The last boost was announced in March 2022, when GD lifted the weekly payout by 5.9% to $1.26 a share. With its below-average payout ratio of 34%, General Dynamics should have ample room for more bonus growth.
- Consecutive annual bonus increases: 35
Chevron (CVX) is an integrated oil giant that also has operations in natural gas and geothermal energy.
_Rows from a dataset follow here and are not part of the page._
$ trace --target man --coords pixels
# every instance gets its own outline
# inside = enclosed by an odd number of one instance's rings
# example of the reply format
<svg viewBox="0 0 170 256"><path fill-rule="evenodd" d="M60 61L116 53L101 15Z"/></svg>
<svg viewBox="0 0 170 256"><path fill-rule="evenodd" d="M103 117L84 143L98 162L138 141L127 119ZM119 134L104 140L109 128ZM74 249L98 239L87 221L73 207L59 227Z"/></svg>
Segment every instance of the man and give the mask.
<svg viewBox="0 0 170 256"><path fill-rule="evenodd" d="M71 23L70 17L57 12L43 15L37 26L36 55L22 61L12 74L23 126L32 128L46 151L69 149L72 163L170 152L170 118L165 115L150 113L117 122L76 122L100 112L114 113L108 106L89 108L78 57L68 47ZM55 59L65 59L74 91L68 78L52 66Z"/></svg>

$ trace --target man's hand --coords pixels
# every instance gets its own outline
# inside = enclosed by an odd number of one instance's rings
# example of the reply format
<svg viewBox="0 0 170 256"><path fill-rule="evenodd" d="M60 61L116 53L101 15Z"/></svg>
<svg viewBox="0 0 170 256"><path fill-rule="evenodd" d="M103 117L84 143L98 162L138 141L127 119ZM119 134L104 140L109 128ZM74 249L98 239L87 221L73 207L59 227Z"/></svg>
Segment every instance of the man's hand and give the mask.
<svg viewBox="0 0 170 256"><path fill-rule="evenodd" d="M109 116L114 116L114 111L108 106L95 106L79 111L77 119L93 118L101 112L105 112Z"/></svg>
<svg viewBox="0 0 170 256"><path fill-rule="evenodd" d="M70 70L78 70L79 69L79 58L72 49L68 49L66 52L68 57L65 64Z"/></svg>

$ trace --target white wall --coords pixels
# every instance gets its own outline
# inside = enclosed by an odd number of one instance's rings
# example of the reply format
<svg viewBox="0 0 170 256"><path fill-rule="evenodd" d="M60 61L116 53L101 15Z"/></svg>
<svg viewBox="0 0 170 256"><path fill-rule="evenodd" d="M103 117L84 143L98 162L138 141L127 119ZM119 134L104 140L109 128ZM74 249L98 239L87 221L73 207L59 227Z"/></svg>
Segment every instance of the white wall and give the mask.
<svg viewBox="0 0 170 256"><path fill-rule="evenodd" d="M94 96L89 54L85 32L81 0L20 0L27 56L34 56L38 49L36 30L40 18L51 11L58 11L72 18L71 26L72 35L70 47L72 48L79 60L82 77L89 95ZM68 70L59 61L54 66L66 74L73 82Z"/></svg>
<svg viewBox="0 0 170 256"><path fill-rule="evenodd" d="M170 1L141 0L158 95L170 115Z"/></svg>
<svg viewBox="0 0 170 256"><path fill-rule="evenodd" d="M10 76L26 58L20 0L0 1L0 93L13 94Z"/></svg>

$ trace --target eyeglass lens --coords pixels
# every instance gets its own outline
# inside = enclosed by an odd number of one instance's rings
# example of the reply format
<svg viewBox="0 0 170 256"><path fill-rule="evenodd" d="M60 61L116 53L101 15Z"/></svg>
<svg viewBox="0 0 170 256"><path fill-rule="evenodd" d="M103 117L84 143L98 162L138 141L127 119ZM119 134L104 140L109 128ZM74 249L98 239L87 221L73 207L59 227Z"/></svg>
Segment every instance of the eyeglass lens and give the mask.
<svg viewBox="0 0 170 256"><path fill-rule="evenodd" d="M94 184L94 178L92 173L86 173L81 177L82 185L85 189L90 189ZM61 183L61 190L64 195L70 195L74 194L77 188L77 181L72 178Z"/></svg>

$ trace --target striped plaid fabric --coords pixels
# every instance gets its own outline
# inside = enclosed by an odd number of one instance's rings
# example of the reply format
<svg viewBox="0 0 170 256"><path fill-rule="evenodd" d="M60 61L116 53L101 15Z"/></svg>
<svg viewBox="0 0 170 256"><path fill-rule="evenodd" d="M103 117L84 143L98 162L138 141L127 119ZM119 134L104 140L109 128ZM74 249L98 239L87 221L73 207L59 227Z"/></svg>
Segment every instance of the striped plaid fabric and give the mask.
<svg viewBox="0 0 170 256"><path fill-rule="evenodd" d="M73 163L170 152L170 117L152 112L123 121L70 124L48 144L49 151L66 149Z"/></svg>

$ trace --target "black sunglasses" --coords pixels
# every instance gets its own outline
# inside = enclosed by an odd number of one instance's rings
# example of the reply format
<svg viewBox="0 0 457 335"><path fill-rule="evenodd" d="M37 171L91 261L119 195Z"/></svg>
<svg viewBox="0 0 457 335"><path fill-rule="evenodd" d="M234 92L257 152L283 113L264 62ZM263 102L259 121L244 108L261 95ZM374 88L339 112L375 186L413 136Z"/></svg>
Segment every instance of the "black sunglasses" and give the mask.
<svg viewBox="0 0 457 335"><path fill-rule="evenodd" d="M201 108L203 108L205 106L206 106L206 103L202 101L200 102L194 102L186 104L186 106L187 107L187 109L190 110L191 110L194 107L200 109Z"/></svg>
It also happens to be the lone energy-sector name among the 30 stocks in the Dow Jones Manufacturing Average.
Analysts praise Chevron for having the strongest fiscal base in its peer group, a highly arresting choice of assets, and the “most basically clear risk/reward profile” of any stock in its sub-sector.
Perhaps most vital for income investors, CVX has more than three decades of incessant bonus growth under its belt, and management has said it will protect the payout at all costs. Chevron’s last boost was announced in January 2022 with a 6% bump in the weekly bonus to $1.42 per share.
- Consecutive annual bonus increases: 35
Atmos Energy (ATO), which distributes and stores natural gas, was added to the Bonus Nobles in January 2020. The Dallas-headquartered firm serves more than 3 million delivery customers in more than 1,400 communities across eight states, with a large incidence in Texas and Louisiana.
Analysts, who are mostly bullish on the name, point to ATO’s strong nitty-gritty and rising U.S. demand for natural gas. A robust balance sheet and the makings for above-average return growth also urge the stock.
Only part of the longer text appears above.